Right. Last night, when I was busy getting drunk, she was directing the movers. I grunt in response.
“The bedroom next door to yours has the best bed. A firm mattress, with a plush topper. Surely you won’t mind?”
I mind. I very much mind. I do not want her close to me. “Catherine. Go away. It’s early.”
“It’s ten a.m.”
“So?” I finally look her in the eye, which turns out to be a mistake. She’s sleep-tousled and trusting in the morning. A fresh face, plump pink lips, and those damn nipples. I could tongue them through the silk. I bet they’d get hard and sensitive. I run a hand through my hair, glad that, for once, I wore a shirt to bed. I don’t need to be even one inch closer to naked. I might tease Cat about sleeping with me, but if it ever happened, it would be on my terms. Not in my bed and never at her behest. Ideally, I’d be wearing clothes, I’d fuck her against a wall, and then I’d walk away forever.
“Don’t you want to…I don’t know, get brunch or something? Pretend to be a couple? Nurse our woes over a Bloody Mary that’s more vodka than tomato juice? Or whatever it is you dissolute sorts do on a Saturday morning?”
“Us dissolute sorts are usually not up this early. You know, with the hangovers and all. I’d usually be getting ready for round two or three.” I give her a cocky grin full of sensual meaning. It should send her scurrying.
She stares calmly back.
“Okay.” She shrugs. “I’m going to study. I thought I’d ask. Since you were the one in a froth about making this marriage seem real.” She turns and walks down the hall.
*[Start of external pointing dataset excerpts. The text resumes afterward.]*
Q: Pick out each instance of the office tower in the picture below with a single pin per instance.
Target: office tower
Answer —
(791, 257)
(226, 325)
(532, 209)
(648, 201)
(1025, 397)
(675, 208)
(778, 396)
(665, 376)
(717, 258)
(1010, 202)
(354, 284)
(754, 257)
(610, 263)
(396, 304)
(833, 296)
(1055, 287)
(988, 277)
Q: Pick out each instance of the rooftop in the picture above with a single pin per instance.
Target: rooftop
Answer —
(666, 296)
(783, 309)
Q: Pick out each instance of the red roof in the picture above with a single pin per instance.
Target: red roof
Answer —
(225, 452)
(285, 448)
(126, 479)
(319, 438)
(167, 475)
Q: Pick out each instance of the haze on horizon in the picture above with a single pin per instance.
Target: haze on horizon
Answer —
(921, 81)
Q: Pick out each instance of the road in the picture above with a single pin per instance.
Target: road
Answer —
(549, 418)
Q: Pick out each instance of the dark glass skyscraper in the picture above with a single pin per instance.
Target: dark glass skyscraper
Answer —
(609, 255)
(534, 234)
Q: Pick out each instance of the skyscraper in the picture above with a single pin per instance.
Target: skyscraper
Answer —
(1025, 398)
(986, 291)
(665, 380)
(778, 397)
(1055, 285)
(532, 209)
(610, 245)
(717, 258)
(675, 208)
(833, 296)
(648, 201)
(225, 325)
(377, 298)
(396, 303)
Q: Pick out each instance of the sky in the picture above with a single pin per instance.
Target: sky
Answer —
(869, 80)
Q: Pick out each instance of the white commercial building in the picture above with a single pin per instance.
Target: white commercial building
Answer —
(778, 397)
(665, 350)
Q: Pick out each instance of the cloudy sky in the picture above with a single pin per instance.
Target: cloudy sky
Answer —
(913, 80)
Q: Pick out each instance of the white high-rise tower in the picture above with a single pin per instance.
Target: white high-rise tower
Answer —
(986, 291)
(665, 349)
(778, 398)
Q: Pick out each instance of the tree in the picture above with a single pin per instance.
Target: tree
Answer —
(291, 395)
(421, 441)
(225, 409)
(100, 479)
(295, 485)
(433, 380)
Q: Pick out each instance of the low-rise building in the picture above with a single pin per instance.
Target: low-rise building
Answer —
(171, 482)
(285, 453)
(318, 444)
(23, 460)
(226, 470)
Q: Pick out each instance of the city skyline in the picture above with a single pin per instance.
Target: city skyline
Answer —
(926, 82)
I can see the bottom curve of her butt under her silk shorts.
“I don’t froth,” I shout down the hall. “I’m very calculating. Good at what I do, you know.”
“Sure, sweetheart.”
“Don’t call me that,” I grumble before shutting myself in my room.
When I stride into the kitchen thirty minutes later, she’s there, because of course she is, and her head is bent over what looks like a textbook.
“I didn’t go back to sleep after you barged in this morning.”
“I’m very sorry,” she murmurs, but her lips curve up. Her pen is in her mouth, her full lips closed around the tip. I turn abruptly to the fridge.
“There’s no food. I checked,” she says.
“I don’t need food. Besides, there’s beer.”
“Can’t have beer for breakfast,” she says primly.
“Watch me,” I growl. But I don’t go for the beer. I skate straight past the healthy shit Cole makes me buy. I don’t blame her for not wanting that. Hidden in the bottom drawer are all the treats I buy for myself—chocolate mousse, caviar, illegal unpasteurized cheese. I go for chocolate mousse, and when I sit down at the table, Catherine ignores me while I peel the gold foil off the top.
“You look fresh,” I remark.
“Feeling like crap?” She underlines something in her textbook and glances up, a half smile pulling at the lips I was just fantasizing about. “You got in late last night.”
I scowl at her. She’s too pretty and distracting, and I’m particularly weak this morning. Letting her move in was a bad idea.
“I’m fine. Like you said, I’ll just have a Bloody Mary and be right as rain.” More like forty-five minutes of laps and some electrolytes. “How do you know when I got in?”
“Couldn’t sleep.” She shrugs. “It being a new house and all. And I never sleep well. You know that.”
I do remember that about her. She was always ready for late-night mischief because she never slept.
“Do you want a tour?” I probably should have given her one last night, but I was too focused on forgetting about my problems.
“Maybe later,” she says absently. She makes a humming sound and underlines something in her textbook. She won’t even look at me.
“What are you studying?”
“Nothing at all, with the way you keep talking to me.” She flips to the back of her book, looks at a financial statement, and flips back. I smother a smile.
“Come on, wife. Talk to me. We’re supposed to get to know each other.”